The course consisted of two loops through Moss Park. Even though the route was mostly shaded, and there was a high cloud cover, it was really starting to warm up. I intentionally kept the pace pretty moderate, as I was already seeing other racers ahead of me walking. My goal was to finish, so I wasn’t necessarily concerned about “not leaving anything on the road.” I figured if I still felt good enough in the final miles I could pour on the steam and give a good hero shot as I crossed the finish line.
My average pace did drop off a bit around mile 3-4, as I discovered analyzing the data from the Nike + after the race. In the heat of battle, though, I felt like I stayed pretty consistent. I always wish I could have run the last leg a little faster, I was happy with about a 9:45 pace per mile for the 10K.
One of the highlights of the race was in the last half mile. I knew I was near the end, because I’d passed the last water station. A few minutes later I saw another racer walking toward me. I figured he had already finished, and was walking around to cool down. I was half right; he’d finished the race. But he was walking the course backwards to cheer on the people finishing the run leg. That’s one of the things I’ve enjoyed about triathlon since I first waded into this pond… the incredible mix of competitive spirit and camaraderie. I saw it in the Kona Championships last year when one of the female competitors who’d been leading the marathon for miles actually gave Chrissie Wellington a pat on the back as Chrissie passed her shortly before the finish. True sportsmanship.
So, it’s done. The Chasing Fifty Challenge is over, with three weeks to spare. It has been a blast, switching from training for a Century ride to a half marathon, then a marathon, a duathlon, and finishing off with the triathlon. I can honestly say that the mix of swimming, cycling, and running makes training fun. Even if I never ran another tri (and I’m pretty certain I will do more), I will continue to train this way.
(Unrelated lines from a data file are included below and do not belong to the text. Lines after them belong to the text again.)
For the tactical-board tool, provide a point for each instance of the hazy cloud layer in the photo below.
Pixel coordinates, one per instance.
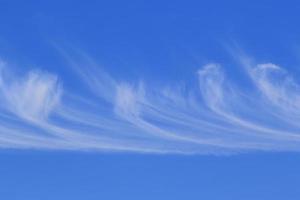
(220, 116)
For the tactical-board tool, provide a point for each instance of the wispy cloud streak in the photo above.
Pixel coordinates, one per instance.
(37, 112)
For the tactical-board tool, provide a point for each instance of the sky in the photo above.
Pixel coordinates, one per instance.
(149, 100)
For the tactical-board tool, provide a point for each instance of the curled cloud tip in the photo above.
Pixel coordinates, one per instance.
(215, 118)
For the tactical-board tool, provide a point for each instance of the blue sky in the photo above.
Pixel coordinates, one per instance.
(149, 100)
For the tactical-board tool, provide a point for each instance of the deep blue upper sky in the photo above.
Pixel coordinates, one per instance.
(156, 41)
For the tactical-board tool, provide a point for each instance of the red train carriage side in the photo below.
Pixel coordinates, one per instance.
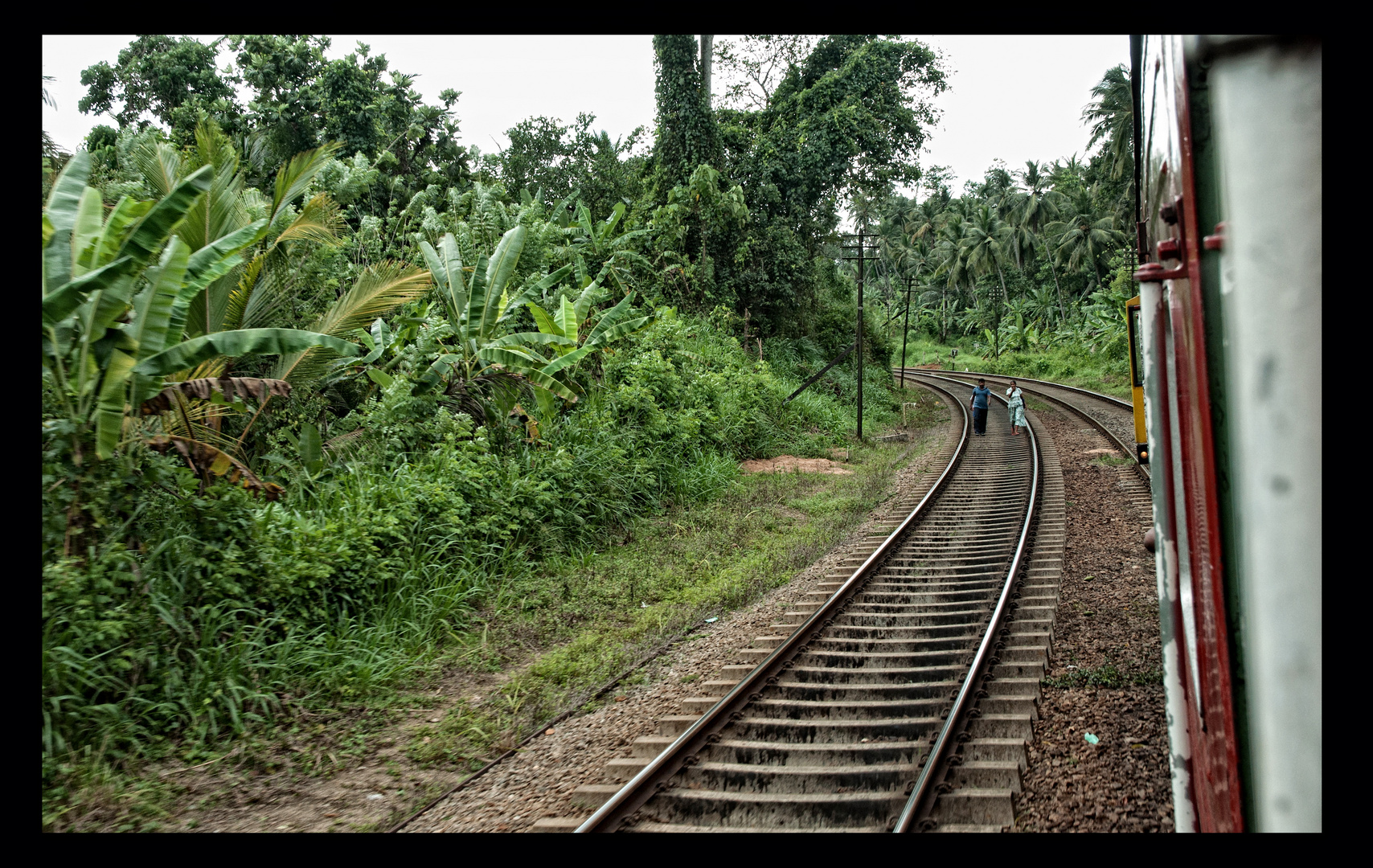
(1228, 161)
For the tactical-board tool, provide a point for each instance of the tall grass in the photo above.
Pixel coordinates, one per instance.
(227, 614)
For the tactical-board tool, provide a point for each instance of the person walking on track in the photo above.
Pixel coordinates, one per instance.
(979, 408)
(1016, 404)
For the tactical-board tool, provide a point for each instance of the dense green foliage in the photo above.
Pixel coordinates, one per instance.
(322, 385)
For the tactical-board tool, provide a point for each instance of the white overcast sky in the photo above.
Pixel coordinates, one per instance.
(1014, 98)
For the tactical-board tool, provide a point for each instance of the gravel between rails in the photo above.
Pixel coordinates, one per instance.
(1107, 614)
(539, 780)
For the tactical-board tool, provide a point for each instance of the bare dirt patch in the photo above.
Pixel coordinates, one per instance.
(1103, 679)
(789, 463)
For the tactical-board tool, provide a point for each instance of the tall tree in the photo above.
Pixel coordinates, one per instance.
(686, 132)
(1111, 117)
(1084, 235)
(985, 244)
(172, 79)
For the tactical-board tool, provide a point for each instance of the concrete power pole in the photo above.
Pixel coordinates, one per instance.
(707, 48)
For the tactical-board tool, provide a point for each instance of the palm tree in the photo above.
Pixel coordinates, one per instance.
(953, 261)
(1030, 215)
(986, 246)
(1111, 117)
(1080, 240)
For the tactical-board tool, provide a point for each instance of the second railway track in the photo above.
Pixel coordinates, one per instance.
(905, 699)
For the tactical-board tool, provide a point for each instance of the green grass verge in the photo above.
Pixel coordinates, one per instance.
(606, 610)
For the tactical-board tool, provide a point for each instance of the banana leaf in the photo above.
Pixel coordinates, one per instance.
(240, 342)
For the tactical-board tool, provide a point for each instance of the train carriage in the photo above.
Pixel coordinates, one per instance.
(1227, 334)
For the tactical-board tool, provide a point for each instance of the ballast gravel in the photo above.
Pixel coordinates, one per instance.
(539, 780)
(1109, 614)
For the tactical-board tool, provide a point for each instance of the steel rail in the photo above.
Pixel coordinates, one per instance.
(1022, 379)
(1111, 436)
(654, 776)
(919, 804)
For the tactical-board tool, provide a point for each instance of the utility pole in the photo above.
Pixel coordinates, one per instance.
(707, 47)
(861, 248)
(905, 330)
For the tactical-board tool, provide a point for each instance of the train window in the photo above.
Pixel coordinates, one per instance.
(1136, 360)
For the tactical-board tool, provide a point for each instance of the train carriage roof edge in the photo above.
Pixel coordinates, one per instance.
(1228, 191)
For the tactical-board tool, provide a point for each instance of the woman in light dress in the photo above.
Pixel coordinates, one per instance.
(1016, 404)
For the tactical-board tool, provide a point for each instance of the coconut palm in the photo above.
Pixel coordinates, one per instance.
(1111, 117)
(986, 242)
(1080, 240)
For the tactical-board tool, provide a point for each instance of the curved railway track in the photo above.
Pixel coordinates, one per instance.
(904, 699)
(1109, 416)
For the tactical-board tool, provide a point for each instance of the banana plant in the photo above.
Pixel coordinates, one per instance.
(597, 240)
(116, 294)
(568, 321)
(478, 309)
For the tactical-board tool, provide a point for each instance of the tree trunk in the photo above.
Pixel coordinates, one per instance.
(997, 312)
(707, 46)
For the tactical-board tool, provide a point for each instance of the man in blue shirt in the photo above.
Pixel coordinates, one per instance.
(979, 408)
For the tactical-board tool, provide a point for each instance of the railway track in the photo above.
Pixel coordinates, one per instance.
(903, 697)
(1109, 416)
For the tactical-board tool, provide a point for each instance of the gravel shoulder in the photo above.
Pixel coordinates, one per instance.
(1103, 678)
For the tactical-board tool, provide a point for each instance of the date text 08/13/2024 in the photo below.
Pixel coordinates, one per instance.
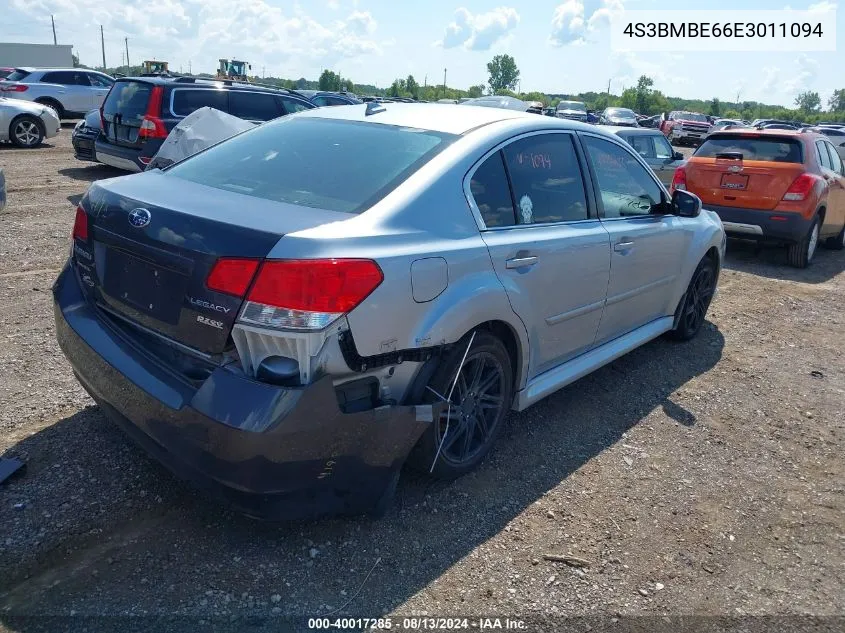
(417, 623)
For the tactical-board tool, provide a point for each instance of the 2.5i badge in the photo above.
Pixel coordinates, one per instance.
(210, 322)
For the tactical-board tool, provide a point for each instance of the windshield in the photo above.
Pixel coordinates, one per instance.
(691, 116)
(571, 105)
(765, 148)
(328, 164)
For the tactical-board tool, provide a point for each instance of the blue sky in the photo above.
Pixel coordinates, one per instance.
(559, 45)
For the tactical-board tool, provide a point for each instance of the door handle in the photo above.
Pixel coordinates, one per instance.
(520, 262)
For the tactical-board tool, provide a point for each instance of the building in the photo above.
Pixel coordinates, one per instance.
(36, 55)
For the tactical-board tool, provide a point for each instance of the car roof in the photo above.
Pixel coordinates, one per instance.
(206, 83)
(615, 129)
(443, 118)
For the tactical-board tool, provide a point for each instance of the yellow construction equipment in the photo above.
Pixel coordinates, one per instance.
(233, 69)
(155, 68)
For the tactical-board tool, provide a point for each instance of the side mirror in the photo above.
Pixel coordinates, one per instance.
(686, 204)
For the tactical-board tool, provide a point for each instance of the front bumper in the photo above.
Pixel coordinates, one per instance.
(758, 225)
(83, 144)
(125, 158)
(302, 456)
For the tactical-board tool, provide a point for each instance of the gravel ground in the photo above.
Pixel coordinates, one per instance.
(693, 479)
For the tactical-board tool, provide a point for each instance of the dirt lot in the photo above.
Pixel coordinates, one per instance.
(703, 478)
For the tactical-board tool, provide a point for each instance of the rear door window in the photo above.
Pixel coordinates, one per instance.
(294, 105)
(18, 75)
(764, 148)
(129, 99)
(835, 160)
(626, 187)
(491, 192)
(824, 157)
(62, 78)
(662, 148)
(184, 101)
(546, 179)
(253, 106)
(642, 144)
(98, 81)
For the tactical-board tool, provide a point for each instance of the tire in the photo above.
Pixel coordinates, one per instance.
(692, 310)
(60, 111)
(26, 131)
(801, 253)
(837, 243)
(481, 400)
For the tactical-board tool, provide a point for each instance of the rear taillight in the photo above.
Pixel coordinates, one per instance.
(80, 225)
(232, 276)
(309, 294)
(800, 188)
(151, 125)
(679, 180)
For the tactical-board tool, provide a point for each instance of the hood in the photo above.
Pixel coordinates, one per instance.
(21, 106)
The mix is a lot more enjoyable, I feel less injury prone than during intense single sport training, and there’s always a new challenge. Can I run faster? Can I bike farther? Can I swim without looking like an injured animal? Sure. Just watch.
By the way, I’ve never explained the alligator angle I mentioned in a previous post. When my mother found out that the triathlon swim was in open water in Florida, she was immediately concerned about alligators. Having never lived in Florida, I discounted the likelihood. It was a swimming lake, for heaven’s sake. This isn’t the Everglades. Then, two days before the race, I was Googling the lake to see if I could find anything about swim conditions there. What was the first article that popped up? “Man Attacked by 10 foot Alligator While Training For Triathlon in Lake Mary Jane.” As usual, Mom is always right.